You can use the mp3 file in the following archive to reproduce these results: test.zip

The problem originates from native sources, as in the constructor of FFAudioFileFormat (which is called by native code), the frameLength parameter is already wrong. The value of frameLength gets calculated in FFAudioFileReader.c. I could not debug the native code, therefore I do not know the main source of this bug.

I am using the latest version of FFSampledSP on maven central (which is currently 0.9.46).

hendriks73 commented 2 years ago

When decoding an mp3 file, FFSampledSP correctly gives you the number of mp3 frames, not samples. Unfortunately, Java's documentation is a little misleading.

Please see https://bugs.openjdk.org/browse/JDK-8279338 for details.

MrGazdag commented 2 years ago

When decoding an mp3 file, FFSampledSP correctly gives you the number of mp3 frames, not samples.

Indeed, this is what I’ve expected, I just could not verify that the number was the amount of mp3 frames.

Unfortunately, Java's documentation is a little misleading.

I would say it defines the measurement unit clearly. If the getFrameLength documentation explicitly states "sample frames", I expect the return value to be equal to the amount of frames of the same audio in an uncompressed format. Could this be changed? Does returning the amount of mp3 frames even have a use on the Java side?

hendriks73 commented 2 years ago

I would say it defines the measurement unit clearly. If the getFrameLength documentation explicitly states "sample frames", I expect the return value to be equal to the amount of frames of the same audio in an uncompressed format.

You are expecting something the API is not promising.

Could this be changed?

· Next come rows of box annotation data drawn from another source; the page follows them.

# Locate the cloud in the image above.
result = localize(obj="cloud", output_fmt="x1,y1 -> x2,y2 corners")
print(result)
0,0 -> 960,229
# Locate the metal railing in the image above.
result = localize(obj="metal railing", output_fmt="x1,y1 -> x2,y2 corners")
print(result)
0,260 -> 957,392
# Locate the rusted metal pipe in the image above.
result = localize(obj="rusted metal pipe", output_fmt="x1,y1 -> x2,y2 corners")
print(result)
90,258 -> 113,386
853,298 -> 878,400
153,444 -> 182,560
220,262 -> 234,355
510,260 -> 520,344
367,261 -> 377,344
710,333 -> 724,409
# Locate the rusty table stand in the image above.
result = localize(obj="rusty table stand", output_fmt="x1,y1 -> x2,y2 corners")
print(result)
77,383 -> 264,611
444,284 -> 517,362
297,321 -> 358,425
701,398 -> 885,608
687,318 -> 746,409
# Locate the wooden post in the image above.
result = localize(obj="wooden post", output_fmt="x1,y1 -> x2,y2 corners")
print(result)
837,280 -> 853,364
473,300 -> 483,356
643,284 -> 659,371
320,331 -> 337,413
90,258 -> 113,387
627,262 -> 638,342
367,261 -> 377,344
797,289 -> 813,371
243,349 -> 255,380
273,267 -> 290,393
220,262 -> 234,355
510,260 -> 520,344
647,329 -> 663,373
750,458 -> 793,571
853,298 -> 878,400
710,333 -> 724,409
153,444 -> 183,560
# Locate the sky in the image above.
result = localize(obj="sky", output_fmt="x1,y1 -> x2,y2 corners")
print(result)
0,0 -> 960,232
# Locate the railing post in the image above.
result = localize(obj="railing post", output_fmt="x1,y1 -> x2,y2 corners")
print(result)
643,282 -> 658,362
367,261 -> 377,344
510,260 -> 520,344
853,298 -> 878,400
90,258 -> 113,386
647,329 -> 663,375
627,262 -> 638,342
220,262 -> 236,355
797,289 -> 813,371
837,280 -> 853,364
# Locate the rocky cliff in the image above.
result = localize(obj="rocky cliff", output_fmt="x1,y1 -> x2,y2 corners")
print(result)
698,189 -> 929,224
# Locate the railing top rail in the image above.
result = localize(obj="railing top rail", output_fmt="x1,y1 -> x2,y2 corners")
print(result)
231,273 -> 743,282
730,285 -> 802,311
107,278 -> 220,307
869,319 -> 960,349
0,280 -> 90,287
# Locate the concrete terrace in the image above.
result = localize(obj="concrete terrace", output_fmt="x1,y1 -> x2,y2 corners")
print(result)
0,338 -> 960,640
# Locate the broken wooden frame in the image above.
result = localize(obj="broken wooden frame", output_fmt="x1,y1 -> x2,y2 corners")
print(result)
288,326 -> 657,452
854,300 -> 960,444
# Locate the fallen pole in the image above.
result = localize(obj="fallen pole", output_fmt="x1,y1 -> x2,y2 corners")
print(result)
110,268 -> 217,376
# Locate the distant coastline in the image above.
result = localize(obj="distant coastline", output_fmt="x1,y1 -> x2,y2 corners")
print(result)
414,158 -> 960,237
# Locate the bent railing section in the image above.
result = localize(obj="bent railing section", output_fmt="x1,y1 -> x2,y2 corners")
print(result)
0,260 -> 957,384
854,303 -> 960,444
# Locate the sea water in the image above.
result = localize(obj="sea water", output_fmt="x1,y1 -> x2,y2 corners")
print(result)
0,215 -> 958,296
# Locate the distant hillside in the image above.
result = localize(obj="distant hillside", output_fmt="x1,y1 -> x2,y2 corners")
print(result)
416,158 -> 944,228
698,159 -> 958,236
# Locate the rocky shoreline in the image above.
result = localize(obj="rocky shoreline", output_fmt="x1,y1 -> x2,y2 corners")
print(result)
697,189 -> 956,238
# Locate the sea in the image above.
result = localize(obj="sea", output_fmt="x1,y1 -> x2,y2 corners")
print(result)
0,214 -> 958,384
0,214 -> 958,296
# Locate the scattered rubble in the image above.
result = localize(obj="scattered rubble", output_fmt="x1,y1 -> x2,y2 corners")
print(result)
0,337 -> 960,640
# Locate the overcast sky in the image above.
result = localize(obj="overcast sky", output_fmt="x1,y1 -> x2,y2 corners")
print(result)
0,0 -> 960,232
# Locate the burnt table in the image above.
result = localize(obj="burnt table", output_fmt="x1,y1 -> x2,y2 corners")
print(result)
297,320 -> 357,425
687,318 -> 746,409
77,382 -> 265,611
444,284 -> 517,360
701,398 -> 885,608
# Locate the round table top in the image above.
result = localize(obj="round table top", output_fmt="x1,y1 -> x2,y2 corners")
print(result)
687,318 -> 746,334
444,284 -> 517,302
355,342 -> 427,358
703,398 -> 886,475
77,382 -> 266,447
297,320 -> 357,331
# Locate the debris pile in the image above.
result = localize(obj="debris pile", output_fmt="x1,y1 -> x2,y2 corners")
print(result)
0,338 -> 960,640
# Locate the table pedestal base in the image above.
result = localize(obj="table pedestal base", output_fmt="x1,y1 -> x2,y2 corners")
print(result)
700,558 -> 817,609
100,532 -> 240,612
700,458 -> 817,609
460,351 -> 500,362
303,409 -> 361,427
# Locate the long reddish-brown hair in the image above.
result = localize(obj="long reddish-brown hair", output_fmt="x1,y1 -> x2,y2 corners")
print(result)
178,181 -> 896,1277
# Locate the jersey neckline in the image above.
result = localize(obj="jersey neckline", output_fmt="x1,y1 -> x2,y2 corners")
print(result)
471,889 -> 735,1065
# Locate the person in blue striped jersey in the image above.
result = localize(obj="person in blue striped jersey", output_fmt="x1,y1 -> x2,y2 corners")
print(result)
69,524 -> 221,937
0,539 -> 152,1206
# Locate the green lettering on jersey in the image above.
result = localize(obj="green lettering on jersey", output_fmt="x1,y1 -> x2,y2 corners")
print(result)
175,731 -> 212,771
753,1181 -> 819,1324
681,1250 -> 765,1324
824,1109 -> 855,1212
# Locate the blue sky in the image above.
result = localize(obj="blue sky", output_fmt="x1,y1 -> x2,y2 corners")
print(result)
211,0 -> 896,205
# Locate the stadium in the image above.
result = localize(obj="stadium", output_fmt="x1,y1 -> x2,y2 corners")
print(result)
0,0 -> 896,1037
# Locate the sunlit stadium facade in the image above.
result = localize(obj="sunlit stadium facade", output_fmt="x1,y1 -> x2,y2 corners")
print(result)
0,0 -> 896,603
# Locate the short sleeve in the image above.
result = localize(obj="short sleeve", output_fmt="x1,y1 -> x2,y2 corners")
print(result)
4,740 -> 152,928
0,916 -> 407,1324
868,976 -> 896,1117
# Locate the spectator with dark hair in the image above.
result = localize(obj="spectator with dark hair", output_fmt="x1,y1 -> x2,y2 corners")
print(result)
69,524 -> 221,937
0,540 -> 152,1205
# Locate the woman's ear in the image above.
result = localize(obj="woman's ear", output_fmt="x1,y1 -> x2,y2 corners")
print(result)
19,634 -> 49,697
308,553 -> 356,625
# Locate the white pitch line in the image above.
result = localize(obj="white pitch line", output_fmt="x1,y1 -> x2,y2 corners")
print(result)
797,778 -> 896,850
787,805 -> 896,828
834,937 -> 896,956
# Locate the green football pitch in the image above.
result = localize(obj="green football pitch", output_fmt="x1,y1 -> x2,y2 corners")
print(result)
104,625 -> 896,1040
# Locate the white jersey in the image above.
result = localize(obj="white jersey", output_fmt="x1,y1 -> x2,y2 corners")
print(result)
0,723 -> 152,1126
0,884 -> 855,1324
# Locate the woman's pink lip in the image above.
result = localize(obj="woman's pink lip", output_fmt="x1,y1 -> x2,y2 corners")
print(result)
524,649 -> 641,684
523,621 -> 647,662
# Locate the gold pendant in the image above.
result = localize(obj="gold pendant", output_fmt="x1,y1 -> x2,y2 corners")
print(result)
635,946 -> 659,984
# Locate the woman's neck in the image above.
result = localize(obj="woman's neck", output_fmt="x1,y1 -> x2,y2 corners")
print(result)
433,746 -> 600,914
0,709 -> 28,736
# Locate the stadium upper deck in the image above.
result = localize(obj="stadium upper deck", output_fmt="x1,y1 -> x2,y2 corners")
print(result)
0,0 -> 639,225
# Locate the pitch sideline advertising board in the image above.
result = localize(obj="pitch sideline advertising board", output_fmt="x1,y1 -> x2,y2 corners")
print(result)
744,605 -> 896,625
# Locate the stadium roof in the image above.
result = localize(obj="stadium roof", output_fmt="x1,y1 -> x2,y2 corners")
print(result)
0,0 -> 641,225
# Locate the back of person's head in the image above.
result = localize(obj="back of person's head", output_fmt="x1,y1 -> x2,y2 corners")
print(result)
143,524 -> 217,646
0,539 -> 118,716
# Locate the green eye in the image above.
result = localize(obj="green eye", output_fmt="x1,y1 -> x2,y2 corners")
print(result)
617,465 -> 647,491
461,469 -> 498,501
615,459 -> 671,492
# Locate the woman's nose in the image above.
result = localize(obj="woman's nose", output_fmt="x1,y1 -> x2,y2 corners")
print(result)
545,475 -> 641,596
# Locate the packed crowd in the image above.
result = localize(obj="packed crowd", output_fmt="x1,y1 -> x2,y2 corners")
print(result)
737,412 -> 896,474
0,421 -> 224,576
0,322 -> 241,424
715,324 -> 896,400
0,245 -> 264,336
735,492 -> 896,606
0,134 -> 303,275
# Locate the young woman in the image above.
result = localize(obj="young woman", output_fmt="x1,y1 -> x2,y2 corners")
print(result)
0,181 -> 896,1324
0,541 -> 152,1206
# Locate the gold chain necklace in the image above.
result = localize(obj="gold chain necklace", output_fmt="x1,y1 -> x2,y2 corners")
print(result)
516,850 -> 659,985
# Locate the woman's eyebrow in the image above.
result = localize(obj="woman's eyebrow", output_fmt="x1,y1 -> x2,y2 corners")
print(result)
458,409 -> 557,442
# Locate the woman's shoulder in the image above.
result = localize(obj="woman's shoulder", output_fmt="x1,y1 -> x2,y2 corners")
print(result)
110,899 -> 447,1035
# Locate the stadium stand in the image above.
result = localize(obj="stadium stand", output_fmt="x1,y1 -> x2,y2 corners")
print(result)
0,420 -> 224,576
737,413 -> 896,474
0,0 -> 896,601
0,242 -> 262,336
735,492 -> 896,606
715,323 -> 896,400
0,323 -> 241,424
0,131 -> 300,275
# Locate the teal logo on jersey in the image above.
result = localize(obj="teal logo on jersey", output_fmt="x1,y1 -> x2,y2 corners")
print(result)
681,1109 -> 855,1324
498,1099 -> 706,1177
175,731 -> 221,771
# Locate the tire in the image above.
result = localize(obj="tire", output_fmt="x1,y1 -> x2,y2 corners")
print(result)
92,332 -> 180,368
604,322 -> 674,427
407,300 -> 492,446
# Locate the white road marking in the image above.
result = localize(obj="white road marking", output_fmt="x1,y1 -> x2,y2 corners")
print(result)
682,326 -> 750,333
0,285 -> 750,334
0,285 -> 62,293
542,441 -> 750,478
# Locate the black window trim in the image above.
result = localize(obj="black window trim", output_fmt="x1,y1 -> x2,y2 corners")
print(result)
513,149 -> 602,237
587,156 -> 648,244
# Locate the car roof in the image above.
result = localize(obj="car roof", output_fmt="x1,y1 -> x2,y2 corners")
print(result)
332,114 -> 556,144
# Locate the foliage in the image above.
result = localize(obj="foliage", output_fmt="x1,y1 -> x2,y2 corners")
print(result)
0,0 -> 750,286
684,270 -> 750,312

Does returning the amount of mp3 frames even have a use on the Java side?

This will not be changed, as it would break the API. The reasoning is very clearly explained in https://bugs.openjdk.org/browse/JDK-8279338 Essentially, "sample frames" is an undefined term, therefore it cannot be explicit. The paragraph in the Java tutorial explains what is to be expected here for compressed formats. FFSampledSP adheres to that.

MrGazdag commented 2 years ago

I see, for some reason my eyes decided to skip the part of the quote in the bug report where it describes frames for MP3. Sorry for the inconvenience, it seems I will have to use the calculation above to calculate the expected PCM frame length.

MrGazdag commented 2 years ago

By the way, thank you very much for the quick reply.